J’ai hésité à acheter les billets de train à l’avance. Je n’aurais pas dû hésiter ! Il y a la queue au guichet et le train va bientôt arriver. Finalement, ça va assez vite et on parvient à monter dans le train avec l’intention de visiter le village le plus à l’ouest, donc le plus éloigné de La Spezia : Monterosso al Mare.

Visite des Cinque Terre : Monterosso et Riomaggiore

Monterosso al Mare est le village le plus plat des Cinque Terre et il se dit donc qu’il est le moins pittoresque. Le charme est là tout de même et il se révèle pas si plat que ça !

Les restaurants sont chers et aucun ne nous tente vraiment. Dans une ruelle, une minuscule boulangerie propose des sandwiches qui semblent bien appétissants (10€ le sandwich, quand même hein !). On trouve une placette avec des bancs et une fontaine d’eau potable pour pique-niquer puis nous retournons vers la gare de Monterosso, direction le village le plus à l’est : Riomaggiore.

Il y a un peu de monde dans la rue principale et sur le minuscule port mais on s’attendait à davantage de touristes. Et plus on monte dans les ruelles, plus on trouve la tranquillité. L’enchevêtrement des hautes maisons desservies par un réseau de ruelles très étroites donne l’impression qu’elles sont bâties les unes sur les autres, comme une ville Lego. Et les couleurs éclatantes des façades avec le vert des jardins en terrasse et le bleu de la Méditerranée… c’est trop beau ! On comprend que ces paysages attirent des millions de visiteurs chaque année.

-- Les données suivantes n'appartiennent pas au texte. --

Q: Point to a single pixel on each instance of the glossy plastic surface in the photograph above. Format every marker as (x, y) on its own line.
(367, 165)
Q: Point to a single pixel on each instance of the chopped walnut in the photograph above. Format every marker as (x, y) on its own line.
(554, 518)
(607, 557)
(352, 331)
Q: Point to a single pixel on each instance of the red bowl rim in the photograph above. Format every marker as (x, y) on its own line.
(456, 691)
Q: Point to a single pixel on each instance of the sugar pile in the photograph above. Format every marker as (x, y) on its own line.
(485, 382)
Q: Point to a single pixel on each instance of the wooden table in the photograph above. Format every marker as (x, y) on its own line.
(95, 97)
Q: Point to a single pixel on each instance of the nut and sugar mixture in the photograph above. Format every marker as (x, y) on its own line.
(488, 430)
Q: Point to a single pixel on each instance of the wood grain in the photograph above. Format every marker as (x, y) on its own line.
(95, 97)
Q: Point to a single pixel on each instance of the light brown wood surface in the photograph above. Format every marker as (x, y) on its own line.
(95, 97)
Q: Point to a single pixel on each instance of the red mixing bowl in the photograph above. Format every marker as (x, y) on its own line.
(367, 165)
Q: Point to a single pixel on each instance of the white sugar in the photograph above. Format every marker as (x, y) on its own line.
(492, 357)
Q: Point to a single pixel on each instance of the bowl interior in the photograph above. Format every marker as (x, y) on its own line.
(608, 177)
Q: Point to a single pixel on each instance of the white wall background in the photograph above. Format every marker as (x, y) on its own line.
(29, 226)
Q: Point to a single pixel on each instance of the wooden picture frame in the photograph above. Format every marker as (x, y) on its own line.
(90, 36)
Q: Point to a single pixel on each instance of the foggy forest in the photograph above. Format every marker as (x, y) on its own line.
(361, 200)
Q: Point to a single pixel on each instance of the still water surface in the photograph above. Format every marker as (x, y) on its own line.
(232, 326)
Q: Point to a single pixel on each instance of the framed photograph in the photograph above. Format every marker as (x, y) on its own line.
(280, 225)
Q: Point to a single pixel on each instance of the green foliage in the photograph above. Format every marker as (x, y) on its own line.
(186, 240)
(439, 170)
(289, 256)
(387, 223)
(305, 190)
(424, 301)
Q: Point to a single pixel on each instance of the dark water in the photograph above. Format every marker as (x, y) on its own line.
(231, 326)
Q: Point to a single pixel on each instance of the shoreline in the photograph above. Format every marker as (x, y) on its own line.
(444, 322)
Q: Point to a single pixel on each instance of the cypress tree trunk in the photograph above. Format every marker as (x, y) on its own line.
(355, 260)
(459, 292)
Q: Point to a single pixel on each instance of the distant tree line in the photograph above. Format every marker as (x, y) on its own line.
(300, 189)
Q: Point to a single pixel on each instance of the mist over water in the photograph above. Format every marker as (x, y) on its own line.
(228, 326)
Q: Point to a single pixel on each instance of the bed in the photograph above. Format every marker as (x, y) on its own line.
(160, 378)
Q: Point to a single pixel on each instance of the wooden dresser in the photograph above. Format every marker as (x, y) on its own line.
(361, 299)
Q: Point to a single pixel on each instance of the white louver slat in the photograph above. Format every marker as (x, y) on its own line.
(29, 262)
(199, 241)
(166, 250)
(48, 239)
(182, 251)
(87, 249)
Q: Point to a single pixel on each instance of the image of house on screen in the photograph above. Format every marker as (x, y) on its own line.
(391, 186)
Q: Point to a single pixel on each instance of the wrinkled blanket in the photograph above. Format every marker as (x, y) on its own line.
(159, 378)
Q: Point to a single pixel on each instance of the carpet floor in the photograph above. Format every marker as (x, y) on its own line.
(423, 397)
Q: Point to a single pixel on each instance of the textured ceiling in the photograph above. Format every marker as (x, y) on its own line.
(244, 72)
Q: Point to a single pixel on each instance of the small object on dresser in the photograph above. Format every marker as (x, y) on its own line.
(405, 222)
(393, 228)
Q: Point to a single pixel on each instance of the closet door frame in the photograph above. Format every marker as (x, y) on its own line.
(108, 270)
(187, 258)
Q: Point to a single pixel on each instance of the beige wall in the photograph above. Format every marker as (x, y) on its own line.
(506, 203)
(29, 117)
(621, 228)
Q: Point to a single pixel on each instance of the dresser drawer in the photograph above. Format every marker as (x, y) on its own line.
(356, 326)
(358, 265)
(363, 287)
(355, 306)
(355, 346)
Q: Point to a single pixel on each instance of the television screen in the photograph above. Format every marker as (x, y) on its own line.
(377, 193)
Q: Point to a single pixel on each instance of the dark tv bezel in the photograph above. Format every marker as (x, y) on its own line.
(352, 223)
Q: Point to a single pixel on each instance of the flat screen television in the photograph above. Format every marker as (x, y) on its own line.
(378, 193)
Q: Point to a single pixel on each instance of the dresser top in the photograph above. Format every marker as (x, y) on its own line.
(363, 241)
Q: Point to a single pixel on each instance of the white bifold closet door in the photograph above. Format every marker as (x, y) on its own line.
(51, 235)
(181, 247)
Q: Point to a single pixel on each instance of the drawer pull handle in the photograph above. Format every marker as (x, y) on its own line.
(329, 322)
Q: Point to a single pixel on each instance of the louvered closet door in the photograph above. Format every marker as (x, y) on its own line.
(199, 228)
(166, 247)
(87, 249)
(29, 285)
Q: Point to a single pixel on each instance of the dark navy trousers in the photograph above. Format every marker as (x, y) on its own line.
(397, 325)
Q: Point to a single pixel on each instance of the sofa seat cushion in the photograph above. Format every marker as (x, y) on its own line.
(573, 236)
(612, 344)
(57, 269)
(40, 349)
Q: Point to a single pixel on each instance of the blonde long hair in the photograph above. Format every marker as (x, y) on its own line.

Bon, c’est mignon mais on en fait vite le tour de ces villages. Nous retournons à La Spezia pour se poser un peu dans notre appartement. Le trajet à pied nous parait plus long qu’à l’aller, ça monte dur !

Un soirée à Florence

Arrivés à Pise avec 2 heures de retard (18h au lieu de 16h), nous galérons un peu à trouver notre loueur de voiture. Nous prenons la navette devant l’aéroport pour nous rendre au pôle des loueurs mais le nôtre, Centauro, n’y est pas. On demande… personne ne sait où est Centauro. Nous repartons, à pied cette fois, vers l’aéroport et là nous voyons un fourgon aux couleurs de Centauro dont les locaux se trouvent en fait à côté de l’hôtel Galilée à quelques kilomètres de l’aéroport.

On attend une éternité pour avoir enfin notre voiture et partir vers Florence. On voulait une Fiat 500 mais c’est au volant d’une C3 que nous prenons la route. Une heure plus tard, on arrive au parking que j’avais repéré. L’accès au centre de Florence, comme beaucoup de villes en Italie, est limité aux voitures autorisées. Ce parking, à côté de la gare, est juste à la limite de la zone à trafic limité et à 10 minutes à pied de notre hôtel. Un peu cher (20 € / 24 h) mais c’est l’un des moins onéreux !

Notre hôtel, Résidence la Contessina, est très bien. On est au calme car il ne donne pas directement sur la rue, on est à 10 minutes de la cathédrale, et il y a plein de restaurants dans le quartier. Ca tombe bien car il est 20h et on a faim ! Après un bon repas (pâtes, lasagnes, steak à la Florentine), nous allons jusqu’à la piazza del duomo pour voir les monuments emblématiques de Florence et gouter à la chaude ambiance nocturne.

La cathédrale et son immense dôme, le campanile et le baptistère se dévoilent au bout d’une petite rue. Tous ces monuments faits de marbre blanc, rose et vert sont somptueux. La cathédrale du 12e siècle est l’une des plus grandes églises d’Europe. On se contente de l’observer de l’extérieur, à cette heure-ci elle est fermée de toute façon. J’ai réservé des billets en ligne pour visiter tous les monuments de la piazza del duomo à partir de demain (le billet est valable 3 jours). Nous aurons accès au dôme, au Campanile (le clocher), au baptistère, à la cathédrale, à la crypte et au musée.